Most Depressing Activity EVER
Yesterday, on the first day of exams, I decided to reward myself for being moderately productive on my English paper and go shopping. I had in my possession a check for Cape Henry blood-money, a check which I intended to cash immediately and with not a little spite at the way I’d been treated after the interview. I talked to RAW for the first time in months, and she told me the scoop that the fucking Headmaster had called her mom the day before my trip to ask “So, what can we do to get Thea?” This, from the people who didn’t even offer me a job? I was assured that I had indeed been abused, making me all that much more enthusiastic about sticking it to my high school’s administration by spending their money.

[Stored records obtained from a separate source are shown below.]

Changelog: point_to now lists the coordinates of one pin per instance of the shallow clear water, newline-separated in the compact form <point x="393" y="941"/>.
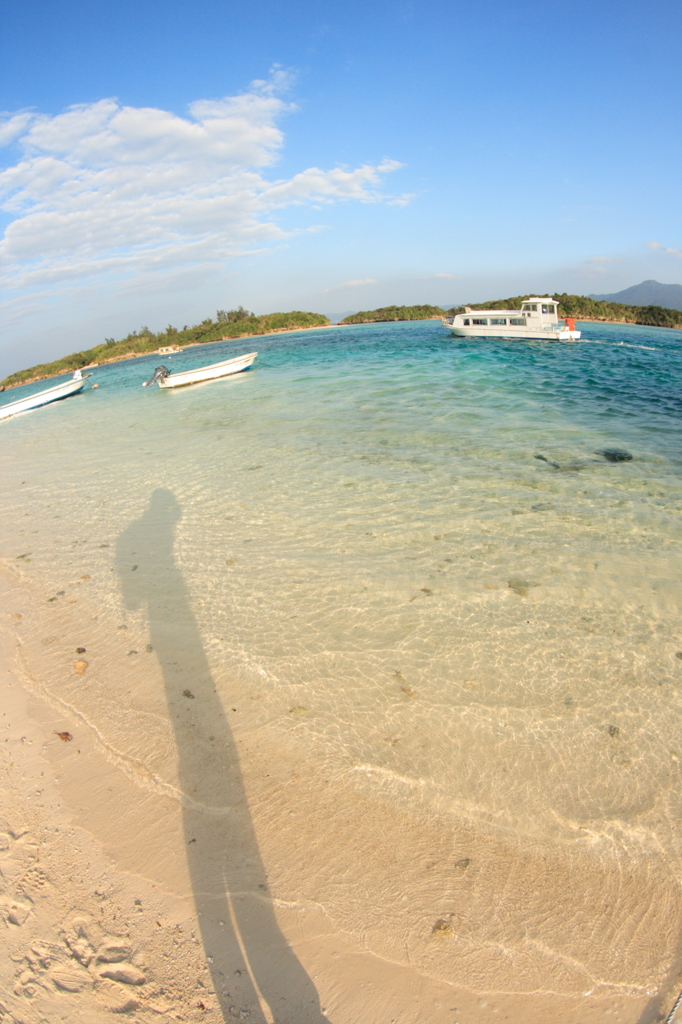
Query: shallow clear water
<point x="377" y="559"/>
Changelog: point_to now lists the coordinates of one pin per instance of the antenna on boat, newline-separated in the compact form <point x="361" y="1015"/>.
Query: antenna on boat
<point x="673" y="1013"/>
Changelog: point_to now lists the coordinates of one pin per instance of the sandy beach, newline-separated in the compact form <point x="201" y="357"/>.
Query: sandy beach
<point x="307" y="716"/>
<point x="100" y="911"/>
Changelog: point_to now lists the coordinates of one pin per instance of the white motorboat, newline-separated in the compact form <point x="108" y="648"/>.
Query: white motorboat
<point x="537" y="320"/>
<point x="62" y="390"/>
<point x="165" y="378"/>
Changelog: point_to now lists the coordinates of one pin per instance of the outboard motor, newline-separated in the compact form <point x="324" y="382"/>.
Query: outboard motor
<point x="160" y="374"/>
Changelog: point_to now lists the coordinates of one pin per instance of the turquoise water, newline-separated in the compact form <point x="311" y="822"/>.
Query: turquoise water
<point x="384" y="570"/>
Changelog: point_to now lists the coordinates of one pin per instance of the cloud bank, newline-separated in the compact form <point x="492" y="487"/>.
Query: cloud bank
<point x="103" y="192"/>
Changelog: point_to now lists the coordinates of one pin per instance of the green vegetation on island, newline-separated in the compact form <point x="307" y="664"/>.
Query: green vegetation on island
<point x="582" y="307"/>
<point x="387" y="313"/>
<point x="231" y="324"/>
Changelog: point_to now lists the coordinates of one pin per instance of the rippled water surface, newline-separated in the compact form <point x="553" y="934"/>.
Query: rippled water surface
<point x="379" y="560"/>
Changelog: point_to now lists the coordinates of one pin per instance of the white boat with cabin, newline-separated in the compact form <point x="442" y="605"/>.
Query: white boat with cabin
<point x="54" y="393"/>
<point x="165" y="378"/>
<point x="538" y="318"/>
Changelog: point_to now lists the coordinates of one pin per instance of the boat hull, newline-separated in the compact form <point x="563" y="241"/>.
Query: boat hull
<point x="507" y="332"/>
<point x="214" y="372"/>
<point x="50" y="394"/>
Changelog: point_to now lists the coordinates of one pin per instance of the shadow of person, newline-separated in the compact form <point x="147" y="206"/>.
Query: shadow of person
<point x="249" y="957"/>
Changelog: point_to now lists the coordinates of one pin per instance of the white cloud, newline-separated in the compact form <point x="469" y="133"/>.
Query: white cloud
<point x="350" y="284"/>
<point x="103" y="192"/>
<point x="667" y="249"/>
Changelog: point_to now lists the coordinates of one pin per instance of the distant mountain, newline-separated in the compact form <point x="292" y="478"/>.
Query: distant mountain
<point x="649" y="293"/>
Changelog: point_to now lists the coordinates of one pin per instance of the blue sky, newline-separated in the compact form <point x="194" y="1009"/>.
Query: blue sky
<point x="161" y="161"/>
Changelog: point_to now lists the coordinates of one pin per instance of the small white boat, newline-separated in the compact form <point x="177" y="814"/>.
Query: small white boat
<point x="537" y="320"/>
<point x="165" y="378"/>
<point x="62" y="390"/>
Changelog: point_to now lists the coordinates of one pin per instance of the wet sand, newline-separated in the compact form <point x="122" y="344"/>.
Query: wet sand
<point x="116" y="899"/>
<point x="317" y="712"/>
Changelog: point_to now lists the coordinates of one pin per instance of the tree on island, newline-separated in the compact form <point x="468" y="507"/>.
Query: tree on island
<point x="232" y="315"/>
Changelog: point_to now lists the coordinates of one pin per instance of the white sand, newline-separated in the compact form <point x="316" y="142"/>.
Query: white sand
<point x="99" y="915"/>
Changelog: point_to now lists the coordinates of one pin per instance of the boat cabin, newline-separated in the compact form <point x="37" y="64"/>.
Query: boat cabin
<point x="534" y="313"/>
<point x="538" y="318"/>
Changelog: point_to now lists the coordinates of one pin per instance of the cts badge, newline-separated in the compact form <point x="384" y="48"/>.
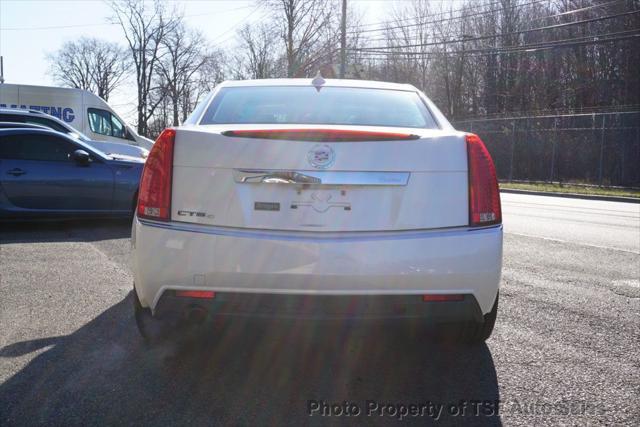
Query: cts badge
<point x="321" y="156"/>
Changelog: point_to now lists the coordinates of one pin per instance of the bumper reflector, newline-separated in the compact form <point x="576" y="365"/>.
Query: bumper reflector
<point x="443" y="297"/>
<point x="196" y="294"/>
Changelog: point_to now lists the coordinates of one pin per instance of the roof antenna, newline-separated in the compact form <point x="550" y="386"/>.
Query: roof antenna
<point x="318" y="81"/>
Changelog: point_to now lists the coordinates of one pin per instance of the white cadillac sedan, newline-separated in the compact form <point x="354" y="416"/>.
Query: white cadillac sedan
<point x="318" y="199"/>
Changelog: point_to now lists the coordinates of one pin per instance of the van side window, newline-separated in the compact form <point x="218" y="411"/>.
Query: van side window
<point x="105" y="123"/>
<point x="38" y="147"/>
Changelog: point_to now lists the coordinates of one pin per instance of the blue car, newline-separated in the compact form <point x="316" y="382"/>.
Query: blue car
<point x="47" y="174"/>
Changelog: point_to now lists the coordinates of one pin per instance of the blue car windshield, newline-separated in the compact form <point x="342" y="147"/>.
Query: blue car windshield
<point x="327" y="106"/>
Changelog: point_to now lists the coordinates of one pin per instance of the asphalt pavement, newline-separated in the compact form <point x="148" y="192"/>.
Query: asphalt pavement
<point x="564" y="351"/>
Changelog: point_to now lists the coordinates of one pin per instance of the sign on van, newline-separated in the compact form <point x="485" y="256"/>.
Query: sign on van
<point x="63" y="113"/>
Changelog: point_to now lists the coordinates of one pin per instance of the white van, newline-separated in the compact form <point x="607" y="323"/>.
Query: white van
<point x="81" y="109"/>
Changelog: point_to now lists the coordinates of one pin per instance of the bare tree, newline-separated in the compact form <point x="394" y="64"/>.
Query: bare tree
<point x="257" y="58"/>
<point x="180" y="63"/>
<point x="90" y="64"/>
<point x="146" y="27"/>
<point x="302" y="24"/>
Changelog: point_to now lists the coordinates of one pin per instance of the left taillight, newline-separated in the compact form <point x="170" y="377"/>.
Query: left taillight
<point x="484" y="193"/>
<point x="154" y="196"/>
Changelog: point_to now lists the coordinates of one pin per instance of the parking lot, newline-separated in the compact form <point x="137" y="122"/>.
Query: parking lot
<point x="565" y="348"/>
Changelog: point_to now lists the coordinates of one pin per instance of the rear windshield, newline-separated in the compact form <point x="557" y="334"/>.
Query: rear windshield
<point x="327" y="106"/>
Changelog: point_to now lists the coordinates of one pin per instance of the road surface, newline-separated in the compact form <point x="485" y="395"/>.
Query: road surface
<point x="614" y="225"/>
<point x="564" y="351"/>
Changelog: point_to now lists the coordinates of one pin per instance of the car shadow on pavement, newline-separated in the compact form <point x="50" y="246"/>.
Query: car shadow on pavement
<point x="87" y="230"/>
<point x="244" y="372"/>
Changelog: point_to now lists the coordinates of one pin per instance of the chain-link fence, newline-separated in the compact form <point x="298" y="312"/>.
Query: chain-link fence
<point x="598" y="148"/>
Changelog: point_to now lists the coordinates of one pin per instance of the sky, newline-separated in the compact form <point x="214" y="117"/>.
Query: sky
<point x="31" y="29"/>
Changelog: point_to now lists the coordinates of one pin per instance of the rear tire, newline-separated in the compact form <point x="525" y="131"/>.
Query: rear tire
<point x="469" y="333"/>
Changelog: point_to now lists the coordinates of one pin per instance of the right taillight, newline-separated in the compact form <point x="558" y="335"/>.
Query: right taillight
<point x="484" y="194"/>
<point x="154" y="196"/>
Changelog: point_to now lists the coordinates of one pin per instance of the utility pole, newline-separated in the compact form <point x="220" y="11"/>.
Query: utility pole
<point x="343" y="40"/>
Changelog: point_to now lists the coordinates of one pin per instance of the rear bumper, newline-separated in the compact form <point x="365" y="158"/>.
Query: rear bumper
<point x="172" y="256"/>
<point x="321" y="307"/>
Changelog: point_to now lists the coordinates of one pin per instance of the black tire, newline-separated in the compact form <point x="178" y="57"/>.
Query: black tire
<point x="469" y="332"/>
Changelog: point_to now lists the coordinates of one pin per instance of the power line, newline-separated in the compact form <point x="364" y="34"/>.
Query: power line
<point x="534" y="47"/>
<point x="461" y="10"/>
<point x="547" y="17"/>
<point x="464" y="16"/>
<point x="530" y="30"/>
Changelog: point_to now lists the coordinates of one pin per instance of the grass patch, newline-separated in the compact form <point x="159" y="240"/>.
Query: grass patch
<point x="569" y="188"/>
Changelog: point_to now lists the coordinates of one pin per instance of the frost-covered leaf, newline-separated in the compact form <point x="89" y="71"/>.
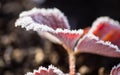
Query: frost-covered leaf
<point x="107" y="29"/>
<point x="44" y="71"/>
<point x="92" y="44"/>
<point x="45" y="18"/>
<point x="51" y="24"/>
<point x="68" y="38"/>
<point x="115" y="70"/>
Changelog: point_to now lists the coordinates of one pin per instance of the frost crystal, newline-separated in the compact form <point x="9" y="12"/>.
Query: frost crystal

All I wanted to do on this rainy, quiet Monday was buy a pair of jeans, maybe some earrings, or a cute spring skirt. I should have known better than to expect a productive shopping experience at King of Prussia Mall, for several reasons.
- I neglected to put on makeup
- Was not wearing 2+ inch heels
- Had not (respecting the deleterious effect that the rain would have on my unruly locks) straightened my hair
- Did not coordinate my purse and pants
- Wore my old REI fleece instead of cute jean/northface jacket which I do not own.
All I needed to do was replace my ripped Abercrombie jeans (btw, the best jeans EVER) which my fat self ripped while playing volleyball, completely sober, on Founders’ Green during Haverfest. Okay, so it’s hard to have a fat *knee*, but you get the point. You know things are bad when I get irrationally angry at full-length mirrors and specific garments. The salespeople ignored me in Abercrombie, leaving me to wander around the store in pants that were falling off of my ass because they were too big, in search of my size. No luck.
Fine, no practical clothing? Off to Arden B for complete frivolity; too expensive, too cute, too trendy. Found a perfect skirt, but again, while waiting 10 MINUTES for the retail assistant to come back with another size, I realized that she’d forgotten that I existed. I walked out of the store completely unnoticed. Same deal in Rampage, Bebe, Jessica McClintock looking for graduation dresses. I couldn’t even bring myself to go IN to BCBG, Kenneth Cole, or J Crew for fear of more humilating degredation. Thus, with a ridiculous over $200 in cash burning a hole through its bank envelope, I spent $3.60 on a latte at Starbucks and fled the scene of consumeristic impotence.
All the mirrors seemed to accentuate my whiteness, my lack of togetherness, and my lack of expensive car/accessories/outerwear. All the salesgirls looked down at me, as did half the other shoppers, and I didn’t even look THAT BAD! People wonder why teenagers’ self-images get distorted, why you feel like shit between 13 and 20. I’ll fucking tell you why: places and people like those which fester in suburban upper-income-bracket Pennsylvania. Ick.
In an attempt to salvage an otherwise miserable and flat out depressing day, I swung by Suburban Square to try on the dress that I’d been eyeing at Gap, which fit horribly and thus saved me another buying decision. Done, finished, I surrender. Concede defeat to the shitty spring fashions tailored for those abnormal females with no hips or quads. What ended up redeeming the day, irony of ironies, was my salsa rosa pasta dinner (divine, if I must say myself), the leftovers of which I guiltily ate for lunch, dwelling on the cream-content in high school-esque paranoia. Enough, enough, I say!
I will go for long runs in the afternoon sun, eat strawberries and whipped cream with abandon, and say “fuck it” to Abercrombie, Arden B. and Banana Republic. I will not eat to alleviate the stress of my nonexistent summer plans, nor the disapproving comments of my mother regarding my desire to purchase a cat, or spend a week with my boyfriend. “You want to stay in the same APARTMENT with him for a WEEK?!” Jesus christ, woman, what do you *think* does on at school? I will not let my fear of bikini weather paralyze/mutate my love of good food, and I sure as hell won’t go to King of Prussia again without putting myself together beforehand.
10 pages of papers left to write, one oral exam, and 4 days! Woo hoo, freedom, you’re soooo close.